Now, to run the tests, we first start Playwright in Docker:

docker compose up playwright

Then, we can run our tests with npm run test:visual. This command now connects to the Playwright instance inside the Docker container, creating consistent screenshots regardless of whether we run it on a Windows, macOS, or Linux host system.

Visual Regression Testing Workflow

Now that we have a stable, cross-platform setup, let’s define a clear and repeatable workflow that our team can follow for visual regression testing.

Reports

When a visual regression test fails, we want to see the difference between the reference and the new screenshot. Vitest provides a built-in HTML reporter that’s perfect for this, as it embeds the diff images directly into the report. Let’s install it along with serve, a simple package for serving static files like the generated HTML report:

npm install -D @vitest/ui@4.0.0-beta.13 serve

Next, let’s update our package.json scripts. We’ll add the --reporter=html flag to our main test script and create a new test:visual:report script to easily view the generated report:

     "format": "prettier --write .",
     "lint": "eslint . --fix",
-    "test:visual": "PW_TEST_CONNECT_WS_ENDPOINT=ws://127.0.0.1:3100 vitest run --config=vitest.browser.config.ts",
-    "test:visual:update": "PW_TEST_CONNECT_WS_ENDPOINT=ws://127.0.0.1:3100 vitest run --update --config=vitest.browser.config.ts"
+    "test:visual": "PW_TEST_CONNECT_WS_ENDPOINT=ws://127.0.0.1:3100 vitest run --config=vitest.browser.config.ts --reporter=html",
+    "test:visual:update": "PW_TEST_CONNECT_WS_ENDPOINT=ws://127.0.0.1:3100 vitest run --update --config=vitest.browser.config.ts",
+    "test:visual:report": "serve ./html"
   },
   "dependencies": {

Since the HTML report is a generated build artifact, we must not commit it to our Git repository. Let’s add the output directory (./html) to our .gitignore file:

 # Vitest
 /.vitest-attachments
+/html

Workflow

With all the pieces in place, here is a summary of the day-to-day workflow for a developer making UI changes:

  1. Make changes to existing components or add new ones.
  2. Start the Playwright server:
    docker compose up playwright
  3. Run the visual regression tests:
    npm run test:visual
  4. Open the report to check if all visual changes match your expectations:
    npm run test:visual:report
  5. If the changes are intentional, update the reference screenshots:
    npm run test:visual:update
  6. Commit your code changes along with the updated reference screenshots.

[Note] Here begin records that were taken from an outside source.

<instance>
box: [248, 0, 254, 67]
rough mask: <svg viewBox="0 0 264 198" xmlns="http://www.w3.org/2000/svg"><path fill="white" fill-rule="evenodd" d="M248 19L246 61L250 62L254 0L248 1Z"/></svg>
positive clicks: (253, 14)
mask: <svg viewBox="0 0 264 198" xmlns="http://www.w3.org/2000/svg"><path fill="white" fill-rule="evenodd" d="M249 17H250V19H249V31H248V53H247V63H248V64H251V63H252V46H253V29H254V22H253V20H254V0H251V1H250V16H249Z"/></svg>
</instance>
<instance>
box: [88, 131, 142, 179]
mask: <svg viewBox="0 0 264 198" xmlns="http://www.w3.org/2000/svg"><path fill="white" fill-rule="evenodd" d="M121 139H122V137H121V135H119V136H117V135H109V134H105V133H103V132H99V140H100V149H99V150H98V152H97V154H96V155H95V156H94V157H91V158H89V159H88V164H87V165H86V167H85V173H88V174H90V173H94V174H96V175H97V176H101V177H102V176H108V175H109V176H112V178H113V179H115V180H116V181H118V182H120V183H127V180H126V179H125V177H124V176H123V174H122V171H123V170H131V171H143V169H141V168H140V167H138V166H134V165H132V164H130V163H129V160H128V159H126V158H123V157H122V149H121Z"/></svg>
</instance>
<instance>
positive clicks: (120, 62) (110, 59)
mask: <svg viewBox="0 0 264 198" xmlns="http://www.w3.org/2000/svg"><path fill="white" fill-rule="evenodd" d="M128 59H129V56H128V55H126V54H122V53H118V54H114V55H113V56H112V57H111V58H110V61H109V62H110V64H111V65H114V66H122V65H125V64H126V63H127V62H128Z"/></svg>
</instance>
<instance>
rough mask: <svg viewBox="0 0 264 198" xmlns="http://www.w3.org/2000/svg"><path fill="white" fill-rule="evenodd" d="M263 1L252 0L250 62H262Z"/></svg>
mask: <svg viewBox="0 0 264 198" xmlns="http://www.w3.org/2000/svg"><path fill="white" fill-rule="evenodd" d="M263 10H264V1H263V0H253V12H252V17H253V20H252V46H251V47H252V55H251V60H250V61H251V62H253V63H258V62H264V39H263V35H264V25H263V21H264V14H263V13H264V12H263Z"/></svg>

By following this process, we actively review all visual changes, preventing accidental regressions from reaching production.

Wrapping it up

Although I love Vitest for running my unit tests, I’m not yet 100% convinced that I want to use it for regression tests, too. We can already do visual regression testing perfectly well using only Playwright without Vitest as a test runner. This approach offers the flexibility to run regression tests not only on individual components but also on entire pages.